It 7. according to step, is first the 2nd layer of unbound set N as shown in Fig. 2 (d)2Node i binding father's section in={ i, j }
Point, binding method are as follows: there are two father node c and d for node i, this two father node is not in M1In, father node c and d and node i
Between interference load measure coefficient be respectively ILMci=3.5 and ILMdi=2.4, because of ILMdi< ILMci, so selection father's section
Point d links father node d and node i as relay node, obtains the interference load updated value of node d based on formula (5-3)The interference load measure coefficient updated value between father node d and node j is obtained according to formula (5-2)Assuming that
After updateAs a result as shown in Fig. 2 (e).
8. judgment step 7. in father node as relay nodeWhether in cl layers of set Mcl-1In, if it is,
By father nodeChild node from cl layers of unbound set NclMiddle removal;Otherwise by father nodeIt is added to set Mcl-1
In, and by father nodeChild nodeFrom cl layers of unbound set NclMiddle removal.
8. according to step, because of the 1st layer of set M1={ b, e }, father node d be not in the 1st layer of set M1In, so by node d
It is added to the 1st layer of set M1In, by the child node i of node d from the 2nd layer of unbound set N2Middle removal, updated 1st layer of collection
It closes and the 2nd layer of unbound set is respectively M1={ b, e, d } and N2={ j }.

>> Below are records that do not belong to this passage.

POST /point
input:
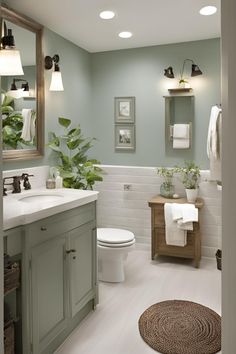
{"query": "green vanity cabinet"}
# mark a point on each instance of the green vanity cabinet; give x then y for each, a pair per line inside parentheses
(59, 269)
(48, 289)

9. judging cl layers of unbound set NclWhether it is empty, is cl and cl-1 by grade, but not at cl layers if it is empty
Set MclWith cl-1 layers of set Mcl-1In node deleted from Mesh tree, go to step (3);Otherwise repeat step 7.~step
Suddenly 8..
9. according to step, as shown in Fig. 2 (e), because of N2={ j } is not sky, thus repeat step 7.~step 8., be
Node j binds father node, binding method such as step 7.: node j is there are three father node c, d and e, since node d and e is at the 1st layer
Set M1In, in order to reduce number of links, node j selected from node d and e one as relay node, father node d and e and section
Interference load measure coefficient between point j is respectivelyWithBecauseSo choosing
Father node e is selected as relay node, hinged node j and node e, the interference load updated value of node e is obtained based on formula (5-3)As a result as shown in Fig. 2 (f).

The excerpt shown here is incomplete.